Information about efforts at the Sherman Lake YMCA Outdoor Center is
available here.
The schedule for lunch deliveries through the Meals for the Community program will be:
• 11 to 11:20 a.m. at Gull Run/Gull Prairie Apartments, 4495 Gull Run Drive;
• 11:30 to 11:50 a.m. at Riverview Co-op, 1028 Bridge St.
The schedule for dinner deliveries will be:
• 4 to 4:20 p.m. at Savannah Trace Town Homes, 5066 Meadows Blvd.;
• 4:30 to 4:50 p.m. at the Douglass Community Association, 1000 W. Paterson St.
Davis says those locations are expected to augment some of the food distribution work that is already being done by the Kalamazoo Public Schools. “We picked sites that would be helpful to augment and supplement, without overlapping what they’re doing,” Davis says.
Through its after-school and summertime programs, the YMCA of Greater Kalamazoo served 21,542 snacks and 577 meals during 2019. Starting in January of 2020, it began serving dinner every day in the middle school program at its Maple Street location. It has averaged 52 meals per day.

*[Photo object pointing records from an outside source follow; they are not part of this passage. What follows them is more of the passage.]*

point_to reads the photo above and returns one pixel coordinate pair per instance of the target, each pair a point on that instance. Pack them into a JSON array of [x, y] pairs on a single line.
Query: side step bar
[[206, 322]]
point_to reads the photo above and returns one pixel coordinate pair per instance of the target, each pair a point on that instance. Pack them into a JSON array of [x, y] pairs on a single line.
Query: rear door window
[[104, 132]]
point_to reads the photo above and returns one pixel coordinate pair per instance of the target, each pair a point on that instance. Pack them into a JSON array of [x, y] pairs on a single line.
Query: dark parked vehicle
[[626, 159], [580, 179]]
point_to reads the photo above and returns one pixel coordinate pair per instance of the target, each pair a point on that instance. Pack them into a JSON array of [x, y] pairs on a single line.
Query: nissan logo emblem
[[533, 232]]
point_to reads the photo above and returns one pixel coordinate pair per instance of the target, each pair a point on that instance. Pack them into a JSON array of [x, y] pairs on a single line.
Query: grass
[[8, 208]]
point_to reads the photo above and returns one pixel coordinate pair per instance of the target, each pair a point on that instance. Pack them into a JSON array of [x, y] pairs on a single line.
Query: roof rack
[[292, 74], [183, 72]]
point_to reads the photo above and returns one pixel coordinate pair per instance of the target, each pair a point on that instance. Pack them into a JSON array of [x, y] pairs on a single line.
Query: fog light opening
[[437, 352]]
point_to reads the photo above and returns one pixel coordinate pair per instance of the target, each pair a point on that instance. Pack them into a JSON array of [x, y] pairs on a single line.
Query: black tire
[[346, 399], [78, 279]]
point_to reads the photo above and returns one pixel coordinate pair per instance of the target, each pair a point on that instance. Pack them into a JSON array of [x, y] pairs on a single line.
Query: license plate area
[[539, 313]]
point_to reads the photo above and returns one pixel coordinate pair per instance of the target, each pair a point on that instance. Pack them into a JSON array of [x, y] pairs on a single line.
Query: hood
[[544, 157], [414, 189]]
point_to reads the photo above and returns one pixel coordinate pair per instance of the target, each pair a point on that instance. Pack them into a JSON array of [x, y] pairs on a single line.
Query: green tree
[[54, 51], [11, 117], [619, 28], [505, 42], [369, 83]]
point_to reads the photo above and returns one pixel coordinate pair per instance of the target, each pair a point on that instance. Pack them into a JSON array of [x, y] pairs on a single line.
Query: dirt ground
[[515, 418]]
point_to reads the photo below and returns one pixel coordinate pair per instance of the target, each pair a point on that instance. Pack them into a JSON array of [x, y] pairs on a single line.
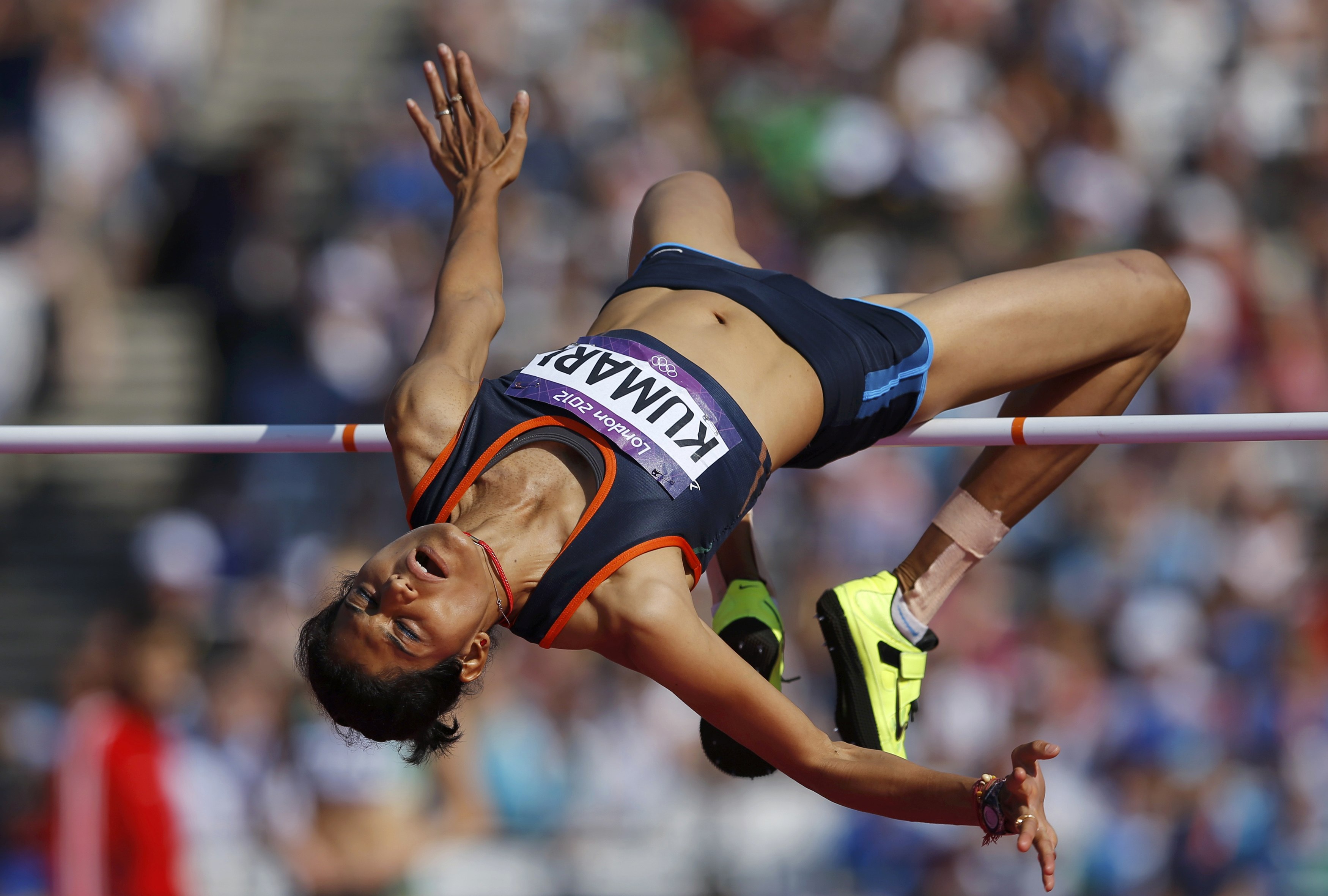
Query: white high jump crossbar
[[334, 439]]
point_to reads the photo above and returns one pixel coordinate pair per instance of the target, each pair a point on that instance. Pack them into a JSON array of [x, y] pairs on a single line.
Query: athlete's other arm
[[476, 161], [662, 636]]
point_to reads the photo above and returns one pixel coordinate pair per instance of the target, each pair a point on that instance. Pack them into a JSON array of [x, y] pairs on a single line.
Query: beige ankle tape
[[975, 531], [972, 526]]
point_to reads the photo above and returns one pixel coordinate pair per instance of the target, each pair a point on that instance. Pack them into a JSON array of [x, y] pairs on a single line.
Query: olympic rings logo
[[664, 366]]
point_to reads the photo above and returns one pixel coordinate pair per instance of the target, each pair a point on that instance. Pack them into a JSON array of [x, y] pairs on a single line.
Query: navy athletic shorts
[[872, 360]]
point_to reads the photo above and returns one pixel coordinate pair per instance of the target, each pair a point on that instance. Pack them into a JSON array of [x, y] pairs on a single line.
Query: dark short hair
[[411, 707]]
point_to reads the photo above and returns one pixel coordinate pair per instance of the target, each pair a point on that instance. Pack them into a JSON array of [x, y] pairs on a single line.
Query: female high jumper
[[578, 500]]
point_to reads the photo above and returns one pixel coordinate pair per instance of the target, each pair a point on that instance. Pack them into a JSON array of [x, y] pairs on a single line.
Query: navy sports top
[[677, 460]]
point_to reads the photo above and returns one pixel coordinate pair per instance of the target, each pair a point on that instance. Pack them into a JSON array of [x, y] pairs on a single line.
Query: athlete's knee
[[1165, 305], [686, 182]]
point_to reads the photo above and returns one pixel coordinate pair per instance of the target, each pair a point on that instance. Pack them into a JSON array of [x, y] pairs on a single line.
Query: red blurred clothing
[[115, 830]]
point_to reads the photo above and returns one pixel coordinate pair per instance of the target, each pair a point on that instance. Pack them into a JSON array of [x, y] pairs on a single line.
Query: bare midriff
[[773, 385]]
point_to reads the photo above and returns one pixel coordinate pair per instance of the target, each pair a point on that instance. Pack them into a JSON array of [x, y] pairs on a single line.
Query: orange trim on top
[[610, 474], [433, 468], [614, 566]]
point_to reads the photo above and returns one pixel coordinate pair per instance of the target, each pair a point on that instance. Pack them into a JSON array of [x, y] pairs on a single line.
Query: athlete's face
[[417, 602]]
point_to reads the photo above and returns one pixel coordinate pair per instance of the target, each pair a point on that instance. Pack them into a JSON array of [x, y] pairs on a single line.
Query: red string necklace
[[502, 578]]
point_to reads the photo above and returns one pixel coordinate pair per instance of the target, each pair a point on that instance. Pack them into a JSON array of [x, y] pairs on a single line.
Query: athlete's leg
[[1075, 338], [1067, 339], [690, 209]]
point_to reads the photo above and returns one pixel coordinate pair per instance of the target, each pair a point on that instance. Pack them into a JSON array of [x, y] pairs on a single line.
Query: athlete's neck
[[526, 509]]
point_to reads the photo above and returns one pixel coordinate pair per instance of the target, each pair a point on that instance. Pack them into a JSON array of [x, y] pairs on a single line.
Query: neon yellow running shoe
[[748, 622], [878, 672]]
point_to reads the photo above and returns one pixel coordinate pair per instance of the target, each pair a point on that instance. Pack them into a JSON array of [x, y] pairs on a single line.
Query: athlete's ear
[[475, 659]]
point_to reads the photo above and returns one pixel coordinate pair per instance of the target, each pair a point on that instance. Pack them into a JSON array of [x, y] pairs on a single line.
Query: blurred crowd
[[1164, 616]]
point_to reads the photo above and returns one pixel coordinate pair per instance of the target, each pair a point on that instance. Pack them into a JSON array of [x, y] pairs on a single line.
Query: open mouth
[[428, 564]]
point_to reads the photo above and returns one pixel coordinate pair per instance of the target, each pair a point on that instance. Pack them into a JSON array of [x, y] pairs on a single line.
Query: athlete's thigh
[[1012, 330], [690, 209]]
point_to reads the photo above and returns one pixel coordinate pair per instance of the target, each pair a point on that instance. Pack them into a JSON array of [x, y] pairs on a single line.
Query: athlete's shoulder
[[423, 416]]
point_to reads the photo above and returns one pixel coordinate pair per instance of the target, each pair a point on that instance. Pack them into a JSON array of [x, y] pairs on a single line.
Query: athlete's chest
[[605, 622]]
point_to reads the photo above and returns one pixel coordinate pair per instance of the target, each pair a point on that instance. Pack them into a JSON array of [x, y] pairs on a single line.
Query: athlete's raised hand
[[1023, 800], [470, 143]]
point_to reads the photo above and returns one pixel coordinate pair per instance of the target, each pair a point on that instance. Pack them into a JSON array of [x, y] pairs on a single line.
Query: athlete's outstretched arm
[[667, 641], [476, 161]]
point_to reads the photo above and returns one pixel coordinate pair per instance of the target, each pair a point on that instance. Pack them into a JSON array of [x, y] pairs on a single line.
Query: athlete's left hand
[[468, 143], [1024, 792]]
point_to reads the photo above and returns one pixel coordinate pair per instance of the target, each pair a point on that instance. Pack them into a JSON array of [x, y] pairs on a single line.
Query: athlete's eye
[[362, 599]]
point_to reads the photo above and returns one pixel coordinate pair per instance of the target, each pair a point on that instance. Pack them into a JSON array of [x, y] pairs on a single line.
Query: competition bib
[[640, 400]]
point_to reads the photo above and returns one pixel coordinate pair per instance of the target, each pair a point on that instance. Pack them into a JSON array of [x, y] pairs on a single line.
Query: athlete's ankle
[[909, 626]]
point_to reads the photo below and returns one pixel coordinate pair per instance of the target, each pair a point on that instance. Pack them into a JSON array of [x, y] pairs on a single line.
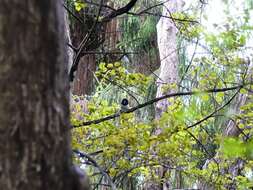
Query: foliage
[[188, 142]]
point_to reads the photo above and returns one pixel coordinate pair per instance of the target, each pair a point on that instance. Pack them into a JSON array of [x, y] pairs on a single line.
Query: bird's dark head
[[124, 102]]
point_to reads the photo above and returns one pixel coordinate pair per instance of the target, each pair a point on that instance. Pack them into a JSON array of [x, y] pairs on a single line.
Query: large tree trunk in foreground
[[34, 125]]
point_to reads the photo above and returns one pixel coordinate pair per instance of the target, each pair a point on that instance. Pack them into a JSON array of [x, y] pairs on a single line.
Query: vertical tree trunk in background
[[167, 44], [84, 76], [232, 130], [70, 51], [35, 149]]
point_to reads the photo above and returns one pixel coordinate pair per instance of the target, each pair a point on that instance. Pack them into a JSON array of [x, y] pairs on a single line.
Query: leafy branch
[[177, 94]]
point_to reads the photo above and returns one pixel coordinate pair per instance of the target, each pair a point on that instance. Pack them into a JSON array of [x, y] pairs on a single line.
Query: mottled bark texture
[[34, 126], [167, 44], [232, 130], [167, 40]]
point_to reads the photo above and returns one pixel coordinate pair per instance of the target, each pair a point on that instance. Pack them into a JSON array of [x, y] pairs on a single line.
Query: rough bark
[[34, 124], [166, 36], [167, 40], [231, 130]]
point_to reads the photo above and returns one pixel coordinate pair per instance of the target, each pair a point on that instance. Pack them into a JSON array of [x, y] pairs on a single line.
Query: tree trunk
[[232, 130], [167, 44], [34, 119]]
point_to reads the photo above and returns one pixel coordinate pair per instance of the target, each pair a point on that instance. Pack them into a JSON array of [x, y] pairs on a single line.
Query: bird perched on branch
[[124, 105]]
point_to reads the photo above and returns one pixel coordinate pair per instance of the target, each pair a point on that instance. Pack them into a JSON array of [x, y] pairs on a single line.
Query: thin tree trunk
[[167, 40], [34, 119]]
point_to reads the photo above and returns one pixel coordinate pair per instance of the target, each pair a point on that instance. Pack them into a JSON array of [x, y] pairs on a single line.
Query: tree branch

When school is in session, its school-age child care program sees a total of 444 youngsters each school day. They include: 67 youngsters at King-Westwood Elementary; 44 at the Maple Street Y location; 52 at Milwood Elementary; 81 at Parkwood-Upjohn; 46 at Prairie Ridge; and 79 at Winchell. That afterschool program sees another 60 to 75 youngsters at Lincoln International Studies School.